W obliczu kryzysu energetycznego, unijne przepisy nakładające dyscyplinę na państwa członkowskie w gromadzeniu zapasów gazu zostały nadal utrzymane, jednak zmiany klimatyczne, takie jak łagodna zima, przysłużyły się jako pomoc. W roku 2022 zapotrzebowanie na zielone paliwo spadło z 20 mld m sześc. w 2021 r. do 17 mld m sześc. Gaz System, operator polskiego systemu przesyłowego gazu, w Krajowym dziesięcioletnim planie rozwoju systemu przesyłowego na lata 2024–2033 przewiduje również spadek zapotrzebowania w bieżącym i przyszłym roku.

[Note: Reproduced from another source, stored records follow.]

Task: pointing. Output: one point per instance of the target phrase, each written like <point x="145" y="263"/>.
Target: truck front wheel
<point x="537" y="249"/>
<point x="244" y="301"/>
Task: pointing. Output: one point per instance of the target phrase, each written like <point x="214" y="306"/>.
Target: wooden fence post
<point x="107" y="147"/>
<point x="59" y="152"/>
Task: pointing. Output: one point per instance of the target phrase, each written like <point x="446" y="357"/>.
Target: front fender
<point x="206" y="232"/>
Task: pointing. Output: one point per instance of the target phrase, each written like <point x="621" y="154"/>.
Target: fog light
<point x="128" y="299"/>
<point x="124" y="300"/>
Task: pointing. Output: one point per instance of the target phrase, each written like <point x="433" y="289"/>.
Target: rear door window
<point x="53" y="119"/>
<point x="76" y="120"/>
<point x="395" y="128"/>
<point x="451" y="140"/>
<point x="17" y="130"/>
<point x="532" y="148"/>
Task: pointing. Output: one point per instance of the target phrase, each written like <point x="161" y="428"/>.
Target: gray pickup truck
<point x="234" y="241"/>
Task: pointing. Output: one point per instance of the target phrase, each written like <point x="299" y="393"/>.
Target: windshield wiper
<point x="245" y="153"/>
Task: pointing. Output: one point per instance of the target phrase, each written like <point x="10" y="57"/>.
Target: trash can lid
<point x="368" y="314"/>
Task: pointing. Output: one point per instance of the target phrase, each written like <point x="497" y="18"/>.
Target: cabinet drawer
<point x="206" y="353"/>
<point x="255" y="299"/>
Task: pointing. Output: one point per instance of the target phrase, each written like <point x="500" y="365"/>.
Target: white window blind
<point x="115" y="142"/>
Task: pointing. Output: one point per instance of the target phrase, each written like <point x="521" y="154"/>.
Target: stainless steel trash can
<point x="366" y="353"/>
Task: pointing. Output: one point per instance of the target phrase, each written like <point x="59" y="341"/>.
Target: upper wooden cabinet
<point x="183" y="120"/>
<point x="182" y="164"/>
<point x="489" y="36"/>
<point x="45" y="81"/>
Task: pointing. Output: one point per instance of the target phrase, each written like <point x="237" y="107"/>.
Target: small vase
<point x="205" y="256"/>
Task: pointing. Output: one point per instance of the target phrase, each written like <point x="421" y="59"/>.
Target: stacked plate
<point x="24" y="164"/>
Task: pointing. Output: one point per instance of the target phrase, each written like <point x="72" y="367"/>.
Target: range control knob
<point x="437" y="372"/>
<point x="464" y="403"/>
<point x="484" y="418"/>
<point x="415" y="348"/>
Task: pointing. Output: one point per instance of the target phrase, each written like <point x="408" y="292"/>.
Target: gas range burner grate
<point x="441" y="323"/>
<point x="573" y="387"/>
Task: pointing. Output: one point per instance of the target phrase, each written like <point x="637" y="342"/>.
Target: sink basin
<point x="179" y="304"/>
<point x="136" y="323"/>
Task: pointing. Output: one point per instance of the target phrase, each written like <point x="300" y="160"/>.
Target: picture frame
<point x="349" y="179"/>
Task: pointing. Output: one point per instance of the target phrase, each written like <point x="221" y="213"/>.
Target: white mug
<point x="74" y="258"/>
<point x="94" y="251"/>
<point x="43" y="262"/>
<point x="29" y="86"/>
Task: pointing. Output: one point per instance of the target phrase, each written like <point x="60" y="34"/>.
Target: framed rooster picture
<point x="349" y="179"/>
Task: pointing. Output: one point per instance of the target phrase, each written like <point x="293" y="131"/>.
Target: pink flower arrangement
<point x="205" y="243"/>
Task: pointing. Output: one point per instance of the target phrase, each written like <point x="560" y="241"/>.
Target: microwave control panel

Prognozowane zapotrzebowanie na 2023 r. wynosi 14,8 mld m sześc. zamiast wcześniejszych 16,6 mld m sześc., a na 2024 r. będzie to 16 mld m sześc. (wcześniej przewidywano 18,8–19,4 mld m sześc.).
Krótko po rozpoczęciu rosyjskiej inwazji na Ukrainę, Komisja Europejska wprowadziła przepisy dotyczące magazynów gazu, które miały chronić państwa członkowskie przed szokiem podażowym. Wprowadzono wymóg napełnienia magazynów gazu na poziomie co najmniej 80 proc. do 1 listopada 2022 r. W kolejnych latach państwa muszą zapełnić magazyny na poziomie co najmniej 90 proc. Operatorzy magazynów mają obowiązek regularnego informowania władz krajowych o stanach napełnienia, a państwa członkowskie muszą składać miesięczne sprawozdania w tej sprawie do Komisji.
Według Jakóbika warto rozważyć, czy wysoki poziom zapełnienia magazynów powinien być wymagany po zakończeniu kryzysu. Twierdzi, że ten kryzys pokazał, że niewidzialna ręka rynku nie wystarcza do zapewnienia bezpieczeństwa dostaw, a czasem może być wrogo nastawiona przez Gazprom.
Nie wszystkie państwa członkowskie Unii Europejskiej posiadają własne magazyny gazu. Cypr, Malta i Luksemburg ich nie posiadają. W związku z tym wprowadzono mechanizm podziału obciążeń, aby wszystkie kraje mogły korzystać z wypełnionych magazynów. Państwa, które nie posiadają magazynów, mają natomiast współuczestniczyć w pokryciu kosztów napełniania magazynów w krajach, z których będą korzystać.